In one of the earliest scenes in Thelma, the title character and Danny watch a “Mission: Impossible” movie on her boxy television, and the globetrotting, world-saving gallivants of Ethan Hunt serve as a hilarious leitmotif Thelma is a casual caper, a low-stakes mission that is, on paper, quite possible. Digging through the trash of a USPS bathroom, the resourceful grandmother finds the address where she sent the cash and, despite her defeatist family—who insist that’s all over with, let’s move on—embarks on a stealth journey to retrieve it.
This conceit inspires the cleverest gags in Thelma from a low-speed chase scene, on electric scooters, in the anodyne halls of an assisted-living facility, to the theft of a gun in the upstairs bedroom of an old friend—a device that fires in the process, but because everyone in the scene is so hard of hearing, nobody even flinches. It’s a moment right out of peak Mel Brooks.
Like most smart comedies, Thelma has more on its mind than the surface high jinks, as successful as they are. There are limits to its caprice. Indeed, it’s a film that reckons with aging in all its inelegance. In Thelma’s rogue travels through care facilities and the cockroach-infested homes of her contemporaries, she encounters bodies and souls in varying degrees of coherence, and hears tales of infirmity, accident and woe from her diminished Rolodex of contacts—the ones that are still alive, that is. Those that do keep plugging on have inevitably lost a step. We are constantly reminded that, in the words of Thelma’s partner-in-revenge, Ben (Richard Roundtree), “we’re not what we were.”

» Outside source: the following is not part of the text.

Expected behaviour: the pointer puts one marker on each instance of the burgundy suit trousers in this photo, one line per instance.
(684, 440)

Thelma appreciates the hopeless feeling of falling when there’s no one around to pick you up. When it happens to Thelma, and she removes her hearing aids out of resignation, the sound they make is similar to a flatlining heart monitor. Even when the comedy seems lighter than air, we never forget the gravity.
In this context, collecting the 10 grand that is rightfully hers is about more than the money; it’s an extreme assertion of her independence in an increasingly dependent world. If you’ve been around defiant seniors, there’s no scene more familiar than the two or three times Thelma removes her medic-alert bracelet as soon as her family members are out of the picture. I also recognized, from my own late paternal grandmother, Thelma’s belief that everyone on the street looks familiar (and given that she’s lived nine decades and seen a lot of faces, she’s correct an unusual amount of the time).
For a film this accurately written, staged and directed, it’s astonishing that Thelma is the work of a neophyte filmmaker, in first-timer Josh Margolin. In one subtle touch, he often blurs the edges of his frame and distorts the image with a fish-eye lens, effectively placing us in the vision-impaired eyes of his protagonist.
But what I may remember most from Thelma is the depth of its humanism. In this movie, even the villains, when we finally meet them, earn our pity. The ringleader isn’t some evil psychopath built on world domination; he’s a struggling shop owner limping around with an oxygen tank. There are no cheap laughs in this brilliant comedy—only uncomfortable truths.